The market is likely to be further impacted by a decrease in travel from Russia and Europe, given the weaker ruble and euro.

However, this should be offset by an increase in travel from emerging markets such as India and China, which are benefiting from sustained lower oil prices and increased purchasing power, EY said.

For the Middle East as whole, Cairo, Beirut and Doha performed strongly in Q1 2015, while the Egyptian capital along with Madina and Beirut posted the highest RevPar increases in April.

Yousef Wahbah, partner and head of MENA Transaction Real Estate, EY, said: “It is clear that a number of key markets are still demonstrating stable growth in their hospitality sectors despite the drop in oil prices.

“However as we move into the summer months and hotter weather, occupancy rates are expected to gradually decrease across the region.”
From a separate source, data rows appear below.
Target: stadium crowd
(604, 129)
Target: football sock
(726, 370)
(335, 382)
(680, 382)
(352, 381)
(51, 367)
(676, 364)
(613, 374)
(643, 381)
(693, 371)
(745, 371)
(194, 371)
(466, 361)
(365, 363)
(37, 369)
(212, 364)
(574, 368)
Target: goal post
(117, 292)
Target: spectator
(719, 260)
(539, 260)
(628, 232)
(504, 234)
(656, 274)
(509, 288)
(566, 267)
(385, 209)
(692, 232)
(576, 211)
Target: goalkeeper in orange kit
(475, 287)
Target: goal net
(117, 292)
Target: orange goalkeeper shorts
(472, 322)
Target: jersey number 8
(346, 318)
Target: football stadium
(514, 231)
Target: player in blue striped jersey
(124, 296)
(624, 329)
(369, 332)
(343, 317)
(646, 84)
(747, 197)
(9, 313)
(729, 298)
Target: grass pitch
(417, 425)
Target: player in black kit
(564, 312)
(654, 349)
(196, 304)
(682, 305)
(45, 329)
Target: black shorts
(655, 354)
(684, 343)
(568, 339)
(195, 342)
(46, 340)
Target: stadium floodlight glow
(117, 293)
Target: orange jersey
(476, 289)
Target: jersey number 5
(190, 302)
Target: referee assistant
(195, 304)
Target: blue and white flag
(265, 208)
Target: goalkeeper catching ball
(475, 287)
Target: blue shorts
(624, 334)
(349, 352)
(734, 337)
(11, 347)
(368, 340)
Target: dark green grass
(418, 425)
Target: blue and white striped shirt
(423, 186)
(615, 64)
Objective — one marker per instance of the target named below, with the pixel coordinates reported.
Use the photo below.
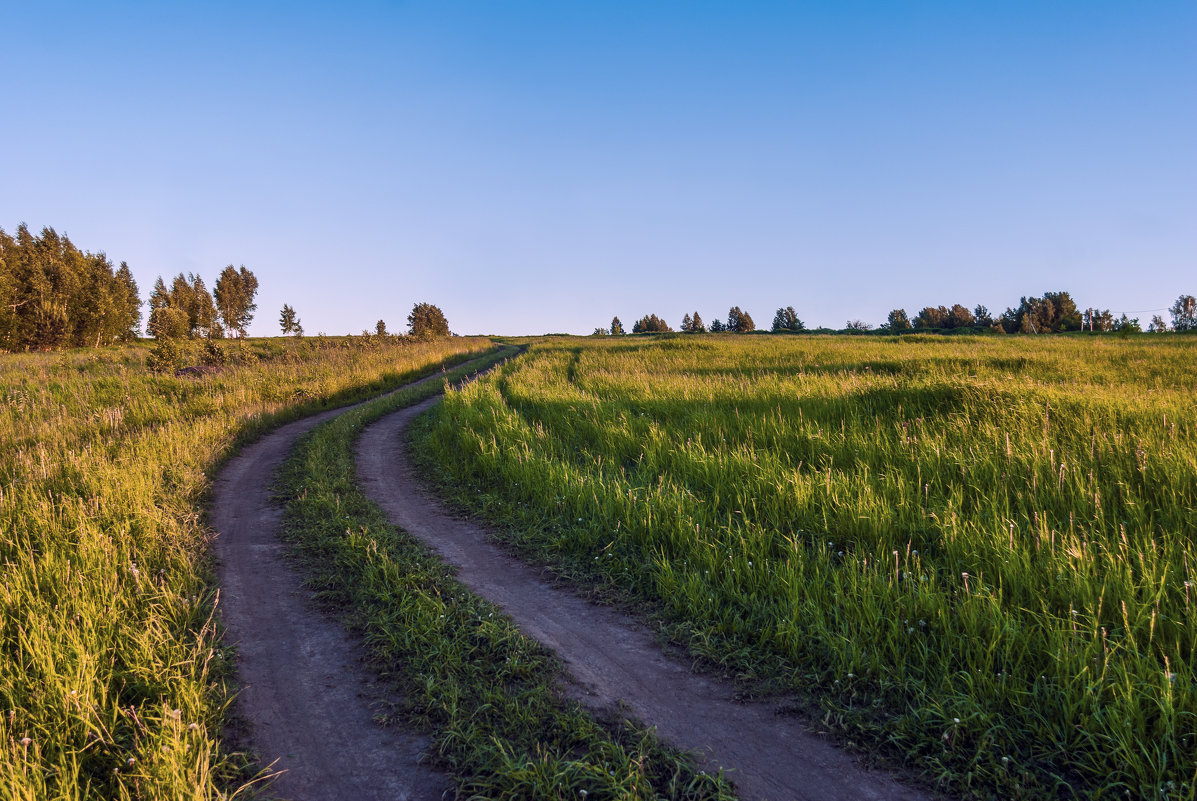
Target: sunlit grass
(113, 678)
(977, 552)
(487, 693)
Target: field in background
(111, 677)
(974, 553)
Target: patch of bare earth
(308, 698)
(613, 660)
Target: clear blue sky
(541, 167)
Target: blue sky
(541, 167)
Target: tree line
(1051, 313)
(54, 295)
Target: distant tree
(1184, 313)
(169, 322)
(427, 321)
(54, 295)
(650, 323)
(931, 317)
(898, 321)
(788, 320)
(960, 317)
(740, 322)
(1055, 311)
(289, 322)
(235, 298)
(128, 303)
(189, 293)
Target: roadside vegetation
(114, 681)
(974, 554)
(488, 695)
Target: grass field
(113, 679)
(487, 695)
(972, 553)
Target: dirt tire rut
(613, 659)
(309, 701)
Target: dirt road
(308, 698)
(613, 659)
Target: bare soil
(308, 697)
(613, 660)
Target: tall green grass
(113, 677)
(974, 553)
(488, 696)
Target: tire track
(307, 695)
(612, 659)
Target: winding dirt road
(307, 695)
(613, 660)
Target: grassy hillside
(113, 679)
(973, 553)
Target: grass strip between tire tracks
(487, 693)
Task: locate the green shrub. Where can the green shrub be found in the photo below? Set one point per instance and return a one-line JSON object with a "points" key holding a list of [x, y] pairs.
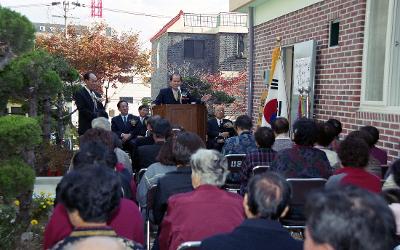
{"points": [[18, 133], [16, 177]]}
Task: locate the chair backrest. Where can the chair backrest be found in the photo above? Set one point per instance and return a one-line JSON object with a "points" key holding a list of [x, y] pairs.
{"points": [[384, 170], [189, 245], [260, 169], [301, 187], [235, 161], [140, 175], [150, 197]]}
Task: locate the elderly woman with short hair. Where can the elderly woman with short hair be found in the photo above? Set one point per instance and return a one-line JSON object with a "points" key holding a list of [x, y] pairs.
{"points": [[206, 211], [184, 145]]}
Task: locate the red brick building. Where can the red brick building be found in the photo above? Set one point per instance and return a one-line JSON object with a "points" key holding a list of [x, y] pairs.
{"points": [[357, 79]]}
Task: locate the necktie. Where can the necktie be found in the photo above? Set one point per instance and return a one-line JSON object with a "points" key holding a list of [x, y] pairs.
{"points": [[179, 96]]}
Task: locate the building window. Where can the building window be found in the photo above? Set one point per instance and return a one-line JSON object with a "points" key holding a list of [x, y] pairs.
{"points": [[334, 34], [381, 79], [126, 98], [240, 46], [194, 49], [158, 55], [17, 111]]}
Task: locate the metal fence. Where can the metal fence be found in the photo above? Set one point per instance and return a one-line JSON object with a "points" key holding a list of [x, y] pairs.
{"points": [[213, 21]]}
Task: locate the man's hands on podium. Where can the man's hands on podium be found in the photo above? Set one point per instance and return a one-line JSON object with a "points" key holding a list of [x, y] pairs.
{"points": [[206, 98], [125, 137]]}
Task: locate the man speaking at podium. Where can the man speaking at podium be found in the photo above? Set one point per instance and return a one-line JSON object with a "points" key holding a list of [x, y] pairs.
{"points": [[175, 95]]}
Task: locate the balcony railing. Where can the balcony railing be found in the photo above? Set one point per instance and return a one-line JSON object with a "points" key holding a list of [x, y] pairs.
{"points": [[216, 20]]}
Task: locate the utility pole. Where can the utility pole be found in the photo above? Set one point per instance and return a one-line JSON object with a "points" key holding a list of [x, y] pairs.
{"points": [[66, 5]]}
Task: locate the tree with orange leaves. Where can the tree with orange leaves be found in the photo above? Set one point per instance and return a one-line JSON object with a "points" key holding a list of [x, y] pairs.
{"points": [[112, 58]]}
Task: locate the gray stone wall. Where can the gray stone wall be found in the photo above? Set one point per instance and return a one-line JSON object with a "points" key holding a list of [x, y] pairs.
{"points": [[177, 61], [159, 76], [220, 54], [227, 58]]}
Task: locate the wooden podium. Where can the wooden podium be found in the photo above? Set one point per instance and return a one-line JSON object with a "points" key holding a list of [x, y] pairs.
{"points": [[192, 117]]}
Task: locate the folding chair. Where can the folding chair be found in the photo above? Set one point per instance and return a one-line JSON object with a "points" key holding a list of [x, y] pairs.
{"points": [[140, 175], [149, 207], [301, 187], [189, 245], [384, 170], [260, 169], [232, 183]]}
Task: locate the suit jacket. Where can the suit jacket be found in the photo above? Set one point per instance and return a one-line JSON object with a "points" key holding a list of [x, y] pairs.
{"points": [[146, 155], [140, 128], [127, 222], [87, 110], [179, 181], [254, 234], [118, 126], [206, 211], [213, 130], [166, 96]]}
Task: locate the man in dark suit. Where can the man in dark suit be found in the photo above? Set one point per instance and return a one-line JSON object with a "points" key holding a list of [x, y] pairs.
{"points": [[175, 95], [146, 154], [88, 103], [123, 125], [140, 126], [266, 201], [218, 129]]}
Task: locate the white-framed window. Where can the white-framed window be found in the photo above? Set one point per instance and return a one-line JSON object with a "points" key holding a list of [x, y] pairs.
{"points": [[158, 55], [380, 90]]}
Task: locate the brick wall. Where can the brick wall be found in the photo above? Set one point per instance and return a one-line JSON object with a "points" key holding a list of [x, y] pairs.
{"points": [[338, 69]]}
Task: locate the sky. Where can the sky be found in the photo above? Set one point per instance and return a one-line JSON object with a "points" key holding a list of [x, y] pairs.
{"points": [[144, 25]]}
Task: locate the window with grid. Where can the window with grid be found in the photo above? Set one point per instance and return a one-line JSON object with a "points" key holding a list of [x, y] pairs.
{"points": [[194, 49]]}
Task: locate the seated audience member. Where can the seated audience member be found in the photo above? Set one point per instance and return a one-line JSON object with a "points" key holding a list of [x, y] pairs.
{"points": [[244, 142], [354, 153], [392, 195], [219, 129], [326, 134], [263, 156], [303, 160], [165, 164], [122, 156], [146, 154], [207, 210], [265, 202], [280, 126], [348, 218], [148, 139], [390, 182], [126, 221], [338, 127], [179, 181], [123, 127], [95, 135], [91, 196], [140, 123], [373, 166], [379, 154]]}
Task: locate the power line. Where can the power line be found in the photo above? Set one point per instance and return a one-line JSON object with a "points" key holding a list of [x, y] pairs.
{"points": [[29, 5], [107, 9], [137, 13]]}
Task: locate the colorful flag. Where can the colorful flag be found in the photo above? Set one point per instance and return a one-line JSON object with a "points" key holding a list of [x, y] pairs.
{"points": [[274, 100]]}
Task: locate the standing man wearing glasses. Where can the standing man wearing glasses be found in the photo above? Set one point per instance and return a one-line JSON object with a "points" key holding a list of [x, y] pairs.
{"points": [[175, 95], [88, 102]]}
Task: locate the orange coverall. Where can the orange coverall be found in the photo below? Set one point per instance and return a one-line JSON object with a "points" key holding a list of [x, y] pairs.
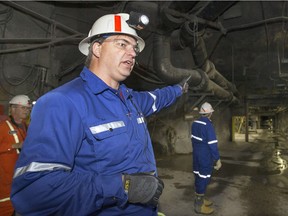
{"points": [[8, 158]]}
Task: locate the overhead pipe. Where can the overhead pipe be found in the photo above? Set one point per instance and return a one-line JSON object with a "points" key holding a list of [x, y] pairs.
{"points": [[188, 37], [169, 74]]}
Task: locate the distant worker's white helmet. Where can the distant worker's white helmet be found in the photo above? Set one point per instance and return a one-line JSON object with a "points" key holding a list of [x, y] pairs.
{"points": [[206, 108], [22, 100], [114, 24]]}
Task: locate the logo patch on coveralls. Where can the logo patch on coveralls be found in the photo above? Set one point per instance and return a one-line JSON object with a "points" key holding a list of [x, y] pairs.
{"points": [[12, 132]]}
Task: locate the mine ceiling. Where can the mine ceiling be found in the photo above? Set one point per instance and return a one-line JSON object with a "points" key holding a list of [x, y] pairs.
{"points": [[236, 51]]}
The region sees a drop in visitor traffic during the traditional summer months of July and August, and with Ramadan beginning in mid-June this year, hoteliers expect a dry spell.

Speaking to Gulf Business last month, Christophe Landais, MD of Accor Middle East said of the Dubai market: “With Ramadan in June, followed by the summer months of July and August, it is going to be quite hard. Certainly we don’t anticipate any growth again before the third quarter or fourth quarter.”

However, the EY report stressed that the overall market is set to fare better in the future despite increasing supply.

“The growth in the number of visitors to the region is expected to keep pace with hotel room supply,” said Wahbah.

“This is due to a number of factors, including an increasing demand for enhanced medical tourism, theme parks, retail outlets and current preparations that are underway for the FIFA World Cup 2022 and Dubai Expo 2020.”